The president doesn’t rule by divine right.  He’s constrained by separation of powers as everyone is – or should be – in the federal Leviathan.  The public got another Civics lesson when Congress was debating the virus relief bill, which the Democrats tried to change from “relief” to their favorite of “social engineering”.  In addition, they got a huge dose of the sloppy sausage-making that is natural to any gathering of people who don’t agree.  A White House Caesar has to wait for the butchers to deliver the sausage – i.e., money.  His powers to throw money at the problem are quite limited.  The power of the purse, after decades of progressive/socialist erosion, still has a heartbeat.

As for the Democrats in DC (the hypothetical “loyal opposition”), the word for their state of mind is not so much “cooperation” as “revolution”.  The crisis has smoked them out as revolutionary opportunists.  They seem to be following the historical precedent of Lenin and his Bolsheviks.  Lenin wanted the War (WWI) to continue to go badly for Russia to create anarchy and more misery.  Sound familiar?  The House Dems tried to jam down the throats of the American public elements of the Green New Deal, many gambits of rabid wokeness, and slush funds for lefty sacred cows (PBS and NPR, etc.).  I have doubts regarding the appetizing nature of this sausage to a broader audience.
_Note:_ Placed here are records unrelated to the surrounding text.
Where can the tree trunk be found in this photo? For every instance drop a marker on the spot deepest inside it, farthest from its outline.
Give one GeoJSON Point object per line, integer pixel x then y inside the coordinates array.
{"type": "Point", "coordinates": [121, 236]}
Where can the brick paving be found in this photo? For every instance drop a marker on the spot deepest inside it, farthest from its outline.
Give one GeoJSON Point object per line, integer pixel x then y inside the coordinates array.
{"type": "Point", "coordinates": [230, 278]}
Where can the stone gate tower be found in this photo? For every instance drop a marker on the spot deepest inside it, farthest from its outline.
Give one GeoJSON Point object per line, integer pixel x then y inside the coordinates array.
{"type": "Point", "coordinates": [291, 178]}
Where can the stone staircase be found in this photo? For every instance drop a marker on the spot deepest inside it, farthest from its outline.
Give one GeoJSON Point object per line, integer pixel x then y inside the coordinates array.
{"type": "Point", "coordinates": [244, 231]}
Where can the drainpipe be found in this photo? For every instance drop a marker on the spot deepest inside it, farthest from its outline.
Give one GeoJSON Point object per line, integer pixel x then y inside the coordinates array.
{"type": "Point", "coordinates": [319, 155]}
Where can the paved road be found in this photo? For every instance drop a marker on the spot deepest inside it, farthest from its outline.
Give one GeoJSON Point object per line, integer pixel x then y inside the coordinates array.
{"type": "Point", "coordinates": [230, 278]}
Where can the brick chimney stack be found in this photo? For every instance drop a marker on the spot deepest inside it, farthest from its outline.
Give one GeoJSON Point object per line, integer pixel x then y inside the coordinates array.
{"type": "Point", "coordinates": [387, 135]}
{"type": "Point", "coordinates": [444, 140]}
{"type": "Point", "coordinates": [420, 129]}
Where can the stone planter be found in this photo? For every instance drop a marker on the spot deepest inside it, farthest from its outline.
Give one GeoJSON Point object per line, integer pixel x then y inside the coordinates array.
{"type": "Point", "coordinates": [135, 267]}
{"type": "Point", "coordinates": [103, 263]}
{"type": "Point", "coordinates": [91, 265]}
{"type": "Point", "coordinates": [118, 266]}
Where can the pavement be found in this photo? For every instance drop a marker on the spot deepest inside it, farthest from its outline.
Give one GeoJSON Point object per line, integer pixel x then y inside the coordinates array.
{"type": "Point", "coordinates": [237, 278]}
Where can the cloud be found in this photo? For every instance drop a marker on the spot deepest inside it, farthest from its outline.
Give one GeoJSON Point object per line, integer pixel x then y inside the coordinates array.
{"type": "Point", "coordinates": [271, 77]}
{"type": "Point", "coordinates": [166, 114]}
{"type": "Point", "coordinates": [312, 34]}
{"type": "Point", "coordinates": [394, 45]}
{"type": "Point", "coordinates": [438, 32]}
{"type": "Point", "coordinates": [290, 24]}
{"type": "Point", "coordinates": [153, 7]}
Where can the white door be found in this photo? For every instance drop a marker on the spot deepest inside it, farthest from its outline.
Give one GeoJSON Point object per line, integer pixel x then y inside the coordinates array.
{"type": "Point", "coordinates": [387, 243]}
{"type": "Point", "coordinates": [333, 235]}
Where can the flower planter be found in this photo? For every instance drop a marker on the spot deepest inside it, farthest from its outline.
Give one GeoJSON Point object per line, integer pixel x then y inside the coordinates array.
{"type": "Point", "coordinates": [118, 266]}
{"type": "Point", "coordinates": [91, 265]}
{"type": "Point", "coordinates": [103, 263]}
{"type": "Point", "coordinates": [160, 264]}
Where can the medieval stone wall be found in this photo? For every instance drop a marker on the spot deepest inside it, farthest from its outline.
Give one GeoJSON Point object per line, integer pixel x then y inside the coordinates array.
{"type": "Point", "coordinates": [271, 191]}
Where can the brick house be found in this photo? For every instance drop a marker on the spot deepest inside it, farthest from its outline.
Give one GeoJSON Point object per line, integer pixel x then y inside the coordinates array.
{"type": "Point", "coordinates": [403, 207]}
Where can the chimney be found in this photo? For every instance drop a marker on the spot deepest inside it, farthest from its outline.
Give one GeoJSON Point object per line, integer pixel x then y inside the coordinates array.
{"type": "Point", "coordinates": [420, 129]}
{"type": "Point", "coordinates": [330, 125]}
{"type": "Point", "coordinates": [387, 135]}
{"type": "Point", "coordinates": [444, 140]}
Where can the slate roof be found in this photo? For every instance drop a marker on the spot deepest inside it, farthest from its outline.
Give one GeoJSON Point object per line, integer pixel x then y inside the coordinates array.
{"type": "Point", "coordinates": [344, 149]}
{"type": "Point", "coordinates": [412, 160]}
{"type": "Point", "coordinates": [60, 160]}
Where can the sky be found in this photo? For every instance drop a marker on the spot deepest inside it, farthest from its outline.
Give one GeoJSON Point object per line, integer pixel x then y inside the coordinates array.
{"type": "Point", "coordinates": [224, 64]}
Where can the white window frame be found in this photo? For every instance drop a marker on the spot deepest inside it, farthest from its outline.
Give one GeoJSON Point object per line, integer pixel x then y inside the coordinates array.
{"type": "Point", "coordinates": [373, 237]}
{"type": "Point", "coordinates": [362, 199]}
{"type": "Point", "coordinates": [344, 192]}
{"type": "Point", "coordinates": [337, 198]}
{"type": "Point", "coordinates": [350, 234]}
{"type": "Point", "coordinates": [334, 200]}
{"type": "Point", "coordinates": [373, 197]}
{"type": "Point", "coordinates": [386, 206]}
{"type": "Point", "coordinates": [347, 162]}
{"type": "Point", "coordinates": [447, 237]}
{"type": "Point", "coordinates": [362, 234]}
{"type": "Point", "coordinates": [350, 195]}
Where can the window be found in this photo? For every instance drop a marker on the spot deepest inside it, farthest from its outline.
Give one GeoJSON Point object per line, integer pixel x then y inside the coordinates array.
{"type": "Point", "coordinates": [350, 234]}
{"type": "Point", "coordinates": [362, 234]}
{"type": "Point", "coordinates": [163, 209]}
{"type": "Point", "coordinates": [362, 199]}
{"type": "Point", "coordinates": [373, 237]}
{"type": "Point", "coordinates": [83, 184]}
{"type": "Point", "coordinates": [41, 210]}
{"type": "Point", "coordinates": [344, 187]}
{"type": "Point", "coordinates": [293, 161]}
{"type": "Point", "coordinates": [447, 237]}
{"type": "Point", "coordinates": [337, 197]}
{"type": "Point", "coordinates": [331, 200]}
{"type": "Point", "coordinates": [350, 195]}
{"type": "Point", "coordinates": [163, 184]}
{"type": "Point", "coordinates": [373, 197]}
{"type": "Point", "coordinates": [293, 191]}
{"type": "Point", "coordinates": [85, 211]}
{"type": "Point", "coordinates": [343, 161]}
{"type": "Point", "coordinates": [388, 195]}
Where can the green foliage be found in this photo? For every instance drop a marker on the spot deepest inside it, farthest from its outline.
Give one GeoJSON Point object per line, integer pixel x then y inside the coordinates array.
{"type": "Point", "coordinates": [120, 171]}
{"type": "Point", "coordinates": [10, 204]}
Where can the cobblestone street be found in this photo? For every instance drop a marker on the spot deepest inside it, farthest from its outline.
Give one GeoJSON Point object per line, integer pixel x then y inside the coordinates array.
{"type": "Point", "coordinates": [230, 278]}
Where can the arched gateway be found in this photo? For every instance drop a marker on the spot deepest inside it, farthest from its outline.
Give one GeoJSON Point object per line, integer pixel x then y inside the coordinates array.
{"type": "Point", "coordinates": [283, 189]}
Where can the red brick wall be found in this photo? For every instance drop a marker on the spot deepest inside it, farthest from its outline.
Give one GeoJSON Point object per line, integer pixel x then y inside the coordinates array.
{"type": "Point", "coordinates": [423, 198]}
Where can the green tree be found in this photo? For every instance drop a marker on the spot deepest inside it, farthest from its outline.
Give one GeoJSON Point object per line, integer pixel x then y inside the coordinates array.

In fact, the metaphor of sausage is very apropos when thinking about our whole polity from Anchorage to Miami.  It’s an affront to the neat, tidy, and sterile designs of people like Woodrow Wilson, our first PhD social scientist president.  For him, efficiency in government meant corralling our elected representatives into a corner in order to carve out more power for a clerisy of “experts” who are ensconced in the executive branch and courts.  The scheme only makes sense to a progressive if they are in charge, something not completely true today.  Still, ever since, every so-called “progressive” is wrapped in the same mental straitjacket all the way down to Obama and Pelosi and company.  It won’t work, and oughtn’t work.

The virus should be a wake-up call. The free market sausage should contain more than meat.  The immigration policy sausage should recognize that too much isn’t good for you.  The city sausage might profit from shorter dimensions, and more production of the rural and town kind.  The federal sausage could benefit from a dispersal of manufacturing from DC to the hinterland.  In these ways, we can avoid a singular and all-encompassing sausage supply chain infecting all of us with contaminated meat, there being no alternatives after the attainment of Wilson’s dream.

New York’s Gov. Cuomo – a self-proclaimed “progressive” – is misleading when he says that the country after the pandemic will experience a “new normal”. The “new normal” ought not be so much a new outlook on life as the realization of the bankruptcy of his ideology and its policy proscriptions.